Première comparution devant un tribunal correctionnel

Depuis plusieurs années, nombre d'entre eux ont assigné la banque en justice, individuellement, regroupés dans un collectif ou via les associations de consommateurs.
Alors que plusieurs procédures sont toujours en cours au civil et au pénal, la Caisse d'Epargne Loire Drôme Ardèche sera la première à comparaître devant un tribunal correctionnel le 8 novembre pour publicité mensongère. Et selon le jugement rendu, d'autres caisses pourraient être amenées à comparaître devant cette juridiction.
"Nous demandons au moins des dommages et intérêts qui représenteraient les intérêts correspondant à l'immobilisation des sommes pendant six ans", affirme Me Daniel Richard qui représente les 600 membres du collectif Lagardère contre les abus bancaires (CLAB).
Sachant que l'investissement moyen se montait à environ 8000 euros par souscripteur et que les droits d'entrée perçus par la banque s'élevaient à 29,9 millions d'euros au total.
L'association de consommateurs UFC-Que Choisir estime elle aussi que "les clients de la Caisse d'Epargne ont perdu, non seulement les frais payés au titre du droit d'entrée, soit plusieurs centaines d'euros, mais aussi le rendement qu'ils auraient pu obtenir en plaçant leurs économies dans un autre produit financier plus rémunérateur".

"Les clients ont souscrit en toute connaissance de cause"

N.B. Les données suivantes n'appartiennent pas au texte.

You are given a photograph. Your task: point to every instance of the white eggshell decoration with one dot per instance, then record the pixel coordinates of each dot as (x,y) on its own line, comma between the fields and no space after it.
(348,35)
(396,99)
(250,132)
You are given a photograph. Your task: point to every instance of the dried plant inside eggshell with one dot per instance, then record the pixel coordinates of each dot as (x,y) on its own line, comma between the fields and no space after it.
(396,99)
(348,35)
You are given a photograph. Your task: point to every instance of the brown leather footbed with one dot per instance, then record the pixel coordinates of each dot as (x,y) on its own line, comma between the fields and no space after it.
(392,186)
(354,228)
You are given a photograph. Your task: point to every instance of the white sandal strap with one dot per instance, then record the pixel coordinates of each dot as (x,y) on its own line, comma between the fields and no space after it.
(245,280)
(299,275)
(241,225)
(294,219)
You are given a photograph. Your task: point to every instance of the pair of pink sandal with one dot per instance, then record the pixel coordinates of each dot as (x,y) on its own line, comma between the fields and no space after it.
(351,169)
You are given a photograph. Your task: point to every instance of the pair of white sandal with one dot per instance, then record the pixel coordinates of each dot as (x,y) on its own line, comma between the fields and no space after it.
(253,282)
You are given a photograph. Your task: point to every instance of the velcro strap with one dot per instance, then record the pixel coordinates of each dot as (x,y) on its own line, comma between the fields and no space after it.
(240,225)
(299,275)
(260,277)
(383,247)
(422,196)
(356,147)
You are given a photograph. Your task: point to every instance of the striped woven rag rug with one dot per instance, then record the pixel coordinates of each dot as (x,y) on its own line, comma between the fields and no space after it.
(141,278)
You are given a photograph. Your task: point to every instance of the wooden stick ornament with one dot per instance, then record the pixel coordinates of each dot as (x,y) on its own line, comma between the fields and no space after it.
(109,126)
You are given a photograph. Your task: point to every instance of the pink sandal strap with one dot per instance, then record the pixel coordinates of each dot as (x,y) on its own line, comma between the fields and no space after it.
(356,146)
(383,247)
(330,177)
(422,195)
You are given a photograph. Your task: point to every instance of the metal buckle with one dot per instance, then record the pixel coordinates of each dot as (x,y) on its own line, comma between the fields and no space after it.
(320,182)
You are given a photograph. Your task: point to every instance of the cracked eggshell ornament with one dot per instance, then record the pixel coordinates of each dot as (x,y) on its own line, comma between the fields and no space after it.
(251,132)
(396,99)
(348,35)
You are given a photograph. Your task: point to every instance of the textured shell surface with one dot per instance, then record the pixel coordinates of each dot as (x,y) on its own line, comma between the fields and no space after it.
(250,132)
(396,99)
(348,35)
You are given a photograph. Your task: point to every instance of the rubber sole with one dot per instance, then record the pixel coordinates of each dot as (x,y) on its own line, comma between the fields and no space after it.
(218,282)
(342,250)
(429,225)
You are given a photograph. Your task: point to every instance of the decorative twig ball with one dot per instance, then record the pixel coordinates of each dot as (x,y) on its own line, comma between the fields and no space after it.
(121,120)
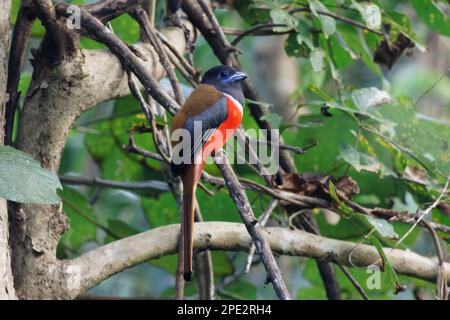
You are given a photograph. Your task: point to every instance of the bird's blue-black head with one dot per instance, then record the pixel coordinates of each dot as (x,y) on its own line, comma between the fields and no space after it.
(226,79)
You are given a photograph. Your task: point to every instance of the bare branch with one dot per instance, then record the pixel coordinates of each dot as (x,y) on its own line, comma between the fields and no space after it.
(255,230)
(100,263)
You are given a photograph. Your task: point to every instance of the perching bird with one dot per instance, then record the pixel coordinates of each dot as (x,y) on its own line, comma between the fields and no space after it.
(209,118)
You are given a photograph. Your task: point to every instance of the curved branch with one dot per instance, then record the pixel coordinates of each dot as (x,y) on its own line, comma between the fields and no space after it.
(99,264)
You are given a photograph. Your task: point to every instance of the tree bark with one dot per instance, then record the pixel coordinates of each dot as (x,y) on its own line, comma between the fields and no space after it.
(56,98)
(6,278)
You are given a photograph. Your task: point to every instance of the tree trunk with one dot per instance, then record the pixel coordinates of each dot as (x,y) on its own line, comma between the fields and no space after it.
(6,279)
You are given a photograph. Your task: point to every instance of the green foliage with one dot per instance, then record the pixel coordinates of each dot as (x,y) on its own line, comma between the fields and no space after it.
(23,180)
(364,126)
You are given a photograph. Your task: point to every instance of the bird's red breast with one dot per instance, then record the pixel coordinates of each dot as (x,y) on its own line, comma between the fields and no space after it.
(225,131)
(201,99)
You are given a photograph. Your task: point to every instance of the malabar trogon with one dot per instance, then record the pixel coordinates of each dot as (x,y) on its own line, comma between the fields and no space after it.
(207,119)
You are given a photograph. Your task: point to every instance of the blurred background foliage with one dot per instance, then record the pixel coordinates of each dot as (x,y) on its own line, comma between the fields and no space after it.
(393,140)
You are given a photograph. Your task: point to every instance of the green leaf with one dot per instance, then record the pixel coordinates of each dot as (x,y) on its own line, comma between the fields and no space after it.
(366,98)
(401,23)
(370,12)
(242,290)
(328,23)
(430,14)
(316,58)
(343,208)
(356,43)
(387,265)
(23,180)
(273,118)
(282,17)
(362,161)
(384,228)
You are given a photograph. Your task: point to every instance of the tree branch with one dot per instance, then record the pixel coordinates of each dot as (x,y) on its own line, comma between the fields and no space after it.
(254,228)
(99,264)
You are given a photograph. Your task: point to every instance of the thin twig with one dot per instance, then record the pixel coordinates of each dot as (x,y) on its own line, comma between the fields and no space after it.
(187,66)
(262,221)
(143,20)
(432,86)
(253,227)
(99,182)
(338,17)
(425,212)
(441,280)
(354,282)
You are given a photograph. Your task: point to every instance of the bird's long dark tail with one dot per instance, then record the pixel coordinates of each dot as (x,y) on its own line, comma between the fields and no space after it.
(190,180)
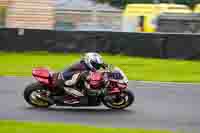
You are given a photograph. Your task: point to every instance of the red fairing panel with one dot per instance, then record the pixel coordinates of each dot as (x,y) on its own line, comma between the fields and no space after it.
(96,76)
(41,74)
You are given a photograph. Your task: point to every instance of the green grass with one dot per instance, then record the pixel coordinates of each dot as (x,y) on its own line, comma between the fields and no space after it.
(38,127)
(20,64)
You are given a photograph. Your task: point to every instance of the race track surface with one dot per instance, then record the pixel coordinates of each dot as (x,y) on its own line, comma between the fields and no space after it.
(158,105)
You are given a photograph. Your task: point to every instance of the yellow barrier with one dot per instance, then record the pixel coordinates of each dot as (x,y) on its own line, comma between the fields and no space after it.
(149,14)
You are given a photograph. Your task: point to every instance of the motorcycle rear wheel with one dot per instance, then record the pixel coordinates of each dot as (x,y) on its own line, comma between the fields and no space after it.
(123,103)
(30,95)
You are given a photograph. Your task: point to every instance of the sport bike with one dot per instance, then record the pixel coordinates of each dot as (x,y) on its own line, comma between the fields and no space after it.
(106,87)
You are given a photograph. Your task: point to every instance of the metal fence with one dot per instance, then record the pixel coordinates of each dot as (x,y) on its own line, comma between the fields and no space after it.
(69,19)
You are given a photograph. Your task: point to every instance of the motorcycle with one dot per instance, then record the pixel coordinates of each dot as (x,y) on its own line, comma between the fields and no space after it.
(106,89)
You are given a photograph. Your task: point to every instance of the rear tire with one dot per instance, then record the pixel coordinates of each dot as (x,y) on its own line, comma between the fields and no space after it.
(124,104)
(29,90)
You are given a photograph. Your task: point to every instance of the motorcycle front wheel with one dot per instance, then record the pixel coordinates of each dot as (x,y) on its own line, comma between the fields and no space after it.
(34,94)
(119,101)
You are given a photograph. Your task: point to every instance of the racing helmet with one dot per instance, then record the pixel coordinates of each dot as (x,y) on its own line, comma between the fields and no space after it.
(93,60)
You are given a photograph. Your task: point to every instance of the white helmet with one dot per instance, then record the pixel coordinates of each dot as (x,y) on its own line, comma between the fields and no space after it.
(93,60)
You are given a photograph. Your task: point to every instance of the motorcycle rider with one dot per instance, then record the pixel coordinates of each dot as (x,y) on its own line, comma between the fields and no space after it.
(91,61)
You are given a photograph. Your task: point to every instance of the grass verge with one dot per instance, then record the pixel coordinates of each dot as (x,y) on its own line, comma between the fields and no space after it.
(20,64)
(38,127)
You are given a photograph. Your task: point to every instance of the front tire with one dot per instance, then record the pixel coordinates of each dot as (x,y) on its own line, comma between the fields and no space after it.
(121,104)
(30,97)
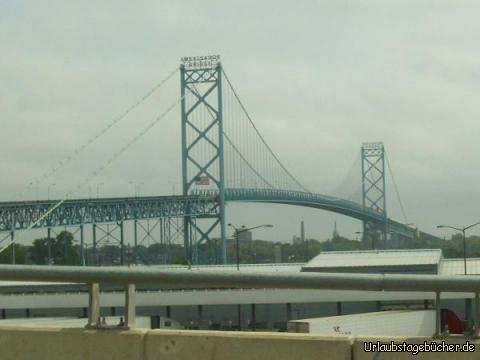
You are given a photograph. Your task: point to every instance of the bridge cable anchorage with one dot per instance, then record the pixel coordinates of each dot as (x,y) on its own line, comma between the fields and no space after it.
(95,137)
(261,137)
(396,189)
(94,174)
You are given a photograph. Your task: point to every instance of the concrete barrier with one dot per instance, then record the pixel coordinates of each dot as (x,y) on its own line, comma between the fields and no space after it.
(48,343)
(413,345)
(212,345)
(22,343)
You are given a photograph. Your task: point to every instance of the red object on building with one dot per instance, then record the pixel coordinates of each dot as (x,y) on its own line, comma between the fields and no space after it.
(202,180)
(455,325)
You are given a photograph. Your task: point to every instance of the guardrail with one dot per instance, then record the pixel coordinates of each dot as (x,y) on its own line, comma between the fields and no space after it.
(129,277)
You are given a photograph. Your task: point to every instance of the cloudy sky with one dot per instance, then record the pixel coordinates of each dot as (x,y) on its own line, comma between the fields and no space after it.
(318,78)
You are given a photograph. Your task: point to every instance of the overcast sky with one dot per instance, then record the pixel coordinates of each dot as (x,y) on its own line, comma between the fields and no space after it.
(318,77)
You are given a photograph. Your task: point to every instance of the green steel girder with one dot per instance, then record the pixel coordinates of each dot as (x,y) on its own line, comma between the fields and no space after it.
(20,215)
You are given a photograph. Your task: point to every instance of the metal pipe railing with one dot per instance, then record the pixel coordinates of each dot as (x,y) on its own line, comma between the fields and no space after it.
(234,279)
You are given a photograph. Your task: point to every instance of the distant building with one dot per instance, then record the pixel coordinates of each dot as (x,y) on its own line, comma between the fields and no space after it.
(335,234)
(301,239)
(245,236)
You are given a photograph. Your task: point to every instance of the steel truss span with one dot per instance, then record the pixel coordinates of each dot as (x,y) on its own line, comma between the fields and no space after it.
(20,215)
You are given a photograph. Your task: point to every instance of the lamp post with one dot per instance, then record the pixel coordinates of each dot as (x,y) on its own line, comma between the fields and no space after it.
(237,233)
(467,301)
(48,190)
(98,188)
(464,241)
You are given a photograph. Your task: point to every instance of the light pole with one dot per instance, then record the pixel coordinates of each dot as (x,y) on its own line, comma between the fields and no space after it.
(237,233)
(98,188)
(464,240)
(48,191)
(467,301)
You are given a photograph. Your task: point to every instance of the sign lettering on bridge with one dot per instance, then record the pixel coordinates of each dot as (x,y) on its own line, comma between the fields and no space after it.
(195,62)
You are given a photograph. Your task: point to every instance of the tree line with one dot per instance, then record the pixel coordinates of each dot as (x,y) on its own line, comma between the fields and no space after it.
(65,250)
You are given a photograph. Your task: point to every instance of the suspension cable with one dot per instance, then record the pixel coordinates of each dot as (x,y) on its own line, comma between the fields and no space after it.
(261,137)
(396,189)
(95,173)
(95,137)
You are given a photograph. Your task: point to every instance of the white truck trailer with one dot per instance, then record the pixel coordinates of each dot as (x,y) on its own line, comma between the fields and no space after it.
(382,323)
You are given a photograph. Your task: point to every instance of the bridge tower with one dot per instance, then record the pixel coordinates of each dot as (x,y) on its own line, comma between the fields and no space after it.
(373,191)
(202,145)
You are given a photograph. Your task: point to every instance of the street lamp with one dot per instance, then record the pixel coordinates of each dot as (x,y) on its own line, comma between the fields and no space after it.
(464,241)
(48,191)
(237,233)
(98,188)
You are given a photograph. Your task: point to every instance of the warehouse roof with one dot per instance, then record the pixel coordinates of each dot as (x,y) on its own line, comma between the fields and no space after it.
(408,260)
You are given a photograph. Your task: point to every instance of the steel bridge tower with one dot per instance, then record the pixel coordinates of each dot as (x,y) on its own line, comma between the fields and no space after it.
(202,145)
(373,191)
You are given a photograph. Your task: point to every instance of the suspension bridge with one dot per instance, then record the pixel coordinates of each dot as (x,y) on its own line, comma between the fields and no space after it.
(224,159)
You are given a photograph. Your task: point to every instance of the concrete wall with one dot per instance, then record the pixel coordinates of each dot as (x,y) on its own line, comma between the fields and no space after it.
(43,343)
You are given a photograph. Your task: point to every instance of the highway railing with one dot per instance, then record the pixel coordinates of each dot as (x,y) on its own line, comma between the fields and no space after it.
(129,277)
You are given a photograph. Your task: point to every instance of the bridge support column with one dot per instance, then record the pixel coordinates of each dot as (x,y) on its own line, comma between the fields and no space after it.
(130,315)
(201,91)
(93,305)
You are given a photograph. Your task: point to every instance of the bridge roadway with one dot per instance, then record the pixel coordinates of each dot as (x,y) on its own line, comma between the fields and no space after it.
(201,204)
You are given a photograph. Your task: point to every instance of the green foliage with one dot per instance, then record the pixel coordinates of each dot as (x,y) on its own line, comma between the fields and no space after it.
(64,252)
(21,254)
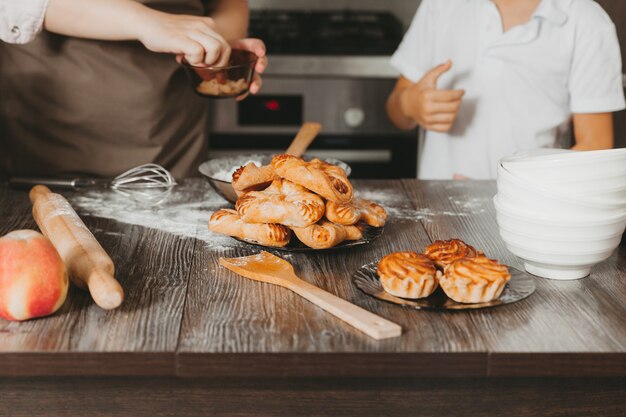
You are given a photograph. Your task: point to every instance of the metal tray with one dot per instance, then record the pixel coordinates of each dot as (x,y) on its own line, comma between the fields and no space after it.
(521,286)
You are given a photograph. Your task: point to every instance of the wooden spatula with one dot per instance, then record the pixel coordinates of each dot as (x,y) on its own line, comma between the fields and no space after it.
(303,139)
(271,269)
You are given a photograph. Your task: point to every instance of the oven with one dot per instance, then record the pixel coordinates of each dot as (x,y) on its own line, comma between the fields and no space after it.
(326,66)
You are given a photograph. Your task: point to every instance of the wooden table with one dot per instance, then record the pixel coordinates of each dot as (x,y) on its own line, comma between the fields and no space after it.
(192,337)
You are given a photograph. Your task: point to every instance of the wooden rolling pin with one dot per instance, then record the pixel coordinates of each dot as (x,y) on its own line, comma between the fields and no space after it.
(88,264)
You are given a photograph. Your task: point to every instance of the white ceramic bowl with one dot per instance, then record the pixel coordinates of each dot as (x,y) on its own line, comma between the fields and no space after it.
(537,198)
(536,224)
(558,265)
(603,189)
(557,249)
(574,166)
(554,244)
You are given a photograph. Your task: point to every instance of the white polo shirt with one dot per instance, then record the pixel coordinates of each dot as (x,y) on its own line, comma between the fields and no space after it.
(522,86)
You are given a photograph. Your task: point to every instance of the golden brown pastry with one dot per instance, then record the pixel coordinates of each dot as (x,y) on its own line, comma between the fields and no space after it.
(408,275)
(282,203)
(444,252)
(228,222)
(326,234)
(329,168)
(474,280)
(252,178)
(332,184)
(358,209)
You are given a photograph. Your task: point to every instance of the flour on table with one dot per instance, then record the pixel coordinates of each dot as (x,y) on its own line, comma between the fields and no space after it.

La banque considère, pour sa part, avoir agi en toute transparence. "Nous attendons de ce procès qu'il soit démontré que ces accusations sont infondées. La Caisse d'Epargne Loire Drôme Ardèche a proposé Doubl'O (produit agrée par la COB devenue l'AMF) avec un objectif de doublement du capital pouvant être réalisé à certaines conditions clairement indiquées aux souscripteurs. Par contre, Doubl'O était un produit à capital garanti. Cette promesse de garantie du capital (hors frais de souscription) a toujours été tenue", explique Marie Sorabella, secrétaire générale de la Caisse d'Epargne Loire Drôme Ardèche.
Sur la plaquette commerciale de l'offre Doubl'O Monde, il est effectivement mentionné cinq avantages : "Vous doublez votre capital sans limite de performance. Vous bénéficiez du potentiel de croissance de 12 grandes valeurs mondiales de la Bourse. Votre capital initial est garanti. Vous accédez à Doubl'O Monde avec un capital minimum de 150 euros seulement. Vous profitez d'une fiscalité avantageuse en souscrivant Doubl'O Monde dans le cadre d'un PEA ou de l'assurance vie".
Marie Sorabella ajoute que "les clients ont souscrit en toute connaissance de cause, puisque cela figurait dans le document publicitaire et dans les documents remis par le conseiller lors de la souscription".

L'Autorité des marchés financiers embarrassée

Plusieurs institutions se sont également penchées sur le dossier Doubl'O. En 2010, la DGCCRF (direction générale de la Concurrence, de la Consommation et de la Répression des Fraudes) a notamment rendu un rapport accablant pour la banque. "Aucun de ces documents publicitaires ne mentionne le doublement du capital comme étant une simple possibilité", lit-on dans son rapport, transmis au Parquet de Paris avec un procès-verbal d'infraction.
Saisie depuis le début de l'affaire, l'Autorité des Marchés Financiers (AMF) est quant à elle encore aux prises avec le dossier. Mieux, elle se contredit en interne : le rapporteur de la commission des sanctions avait plaidé la cause des épargnants, et s'était vu contredit par la commission des sanctions elle-même. Or aujourd'hui, le collège de l'AMF a porté l'affaire devant le Conseil d'Etat, ce qui revient en quelque sorte à faire appel de la décision de la commission des sanctions...
De son côté, la Caisse d'Epargne avait engagé en décembre 2008 une poursuite en diffamation contre le président du collectif CLAB. La banque a été déboutée en janvier 2009, l'assignation ayant été déclarée irrecevable pour cause d'imprécisions.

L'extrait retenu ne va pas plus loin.